The Libyan Investment Authority is the country's main financial vehicle, with an estimated $70bn of assets, according to the Sovereign Wealth Fund Institute. In June 2009 it paid £155m for Portman House, a 146,550 square foot shopping complex on Oxford Street which houses retailers including Boots and New Look. Five months later the LIA spent £120m on an office at 14 Cornhill – opposite the Bank of England – and in September 2010 Libya set up a joint venture to develop a hotel and retail complex in Maple Cross, Hertfordshire.
The LIA, set up in 2006, has also made a series of investments in Italy, where prime minister Silvio Berlusconi enjoys a close relationship with Gaddafi. Libya owns about 2% of Fiat, 7.5% of Juventus Football Club and has a 2% stake in – and joint venture with – Italian aerospace and defence group Finmeccanica. It owns 7.5% of UniCredit, one of Italy's largest banks, and is a shareholder in Fortis, the Belgian-Dutch bank.
Libya has also made investments through other state vehicles, such as the Libyan African Investment Portfolio, which was set up in 2006 and is worth an estimated $8bn, according to the Sovereign Wealth Institute.
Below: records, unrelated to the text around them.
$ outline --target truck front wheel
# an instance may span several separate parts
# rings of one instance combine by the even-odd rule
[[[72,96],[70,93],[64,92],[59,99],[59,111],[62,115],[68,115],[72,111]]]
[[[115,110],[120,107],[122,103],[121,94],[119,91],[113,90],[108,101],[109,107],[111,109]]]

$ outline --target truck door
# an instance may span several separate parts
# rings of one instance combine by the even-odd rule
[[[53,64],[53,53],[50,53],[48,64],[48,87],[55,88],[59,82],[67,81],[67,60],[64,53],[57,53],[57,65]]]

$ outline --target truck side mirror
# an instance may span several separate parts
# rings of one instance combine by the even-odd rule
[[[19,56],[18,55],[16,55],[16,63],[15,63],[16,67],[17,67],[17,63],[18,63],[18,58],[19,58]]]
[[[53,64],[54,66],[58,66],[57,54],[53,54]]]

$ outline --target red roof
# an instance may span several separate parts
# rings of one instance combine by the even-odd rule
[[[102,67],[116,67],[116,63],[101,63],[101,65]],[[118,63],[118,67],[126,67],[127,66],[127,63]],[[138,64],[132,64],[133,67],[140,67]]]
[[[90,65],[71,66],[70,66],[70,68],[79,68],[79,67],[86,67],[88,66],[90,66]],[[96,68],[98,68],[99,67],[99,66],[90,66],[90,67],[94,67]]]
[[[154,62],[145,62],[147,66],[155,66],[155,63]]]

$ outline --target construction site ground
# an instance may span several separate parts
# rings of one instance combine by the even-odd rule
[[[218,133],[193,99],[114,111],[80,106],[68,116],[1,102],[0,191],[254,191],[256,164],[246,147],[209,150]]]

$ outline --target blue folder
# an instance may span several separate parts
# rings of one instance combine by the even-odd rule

This entity is behind FM Capital Partners, a hedge fund set up last year in Knightsbridge to execute a range of investments.
Another Libyan fund, known as the Long Term Asset Portfolio, was set up in 1982 and has an estimated $10bn, which is mainly invested in property and investment funds operated by other banks.
In addition, Libya's ruling elite – led by Gaddafi – has untold billions of dollars of funds around the world, according to Alistair Newton, senior political analyst at Nomura, the Japanese bank. This is a country that is so un-transparent I couldn't even begin to guess just how much money the ruling elite has [but] I would be very surprised if it didn't run into billions, Newton said.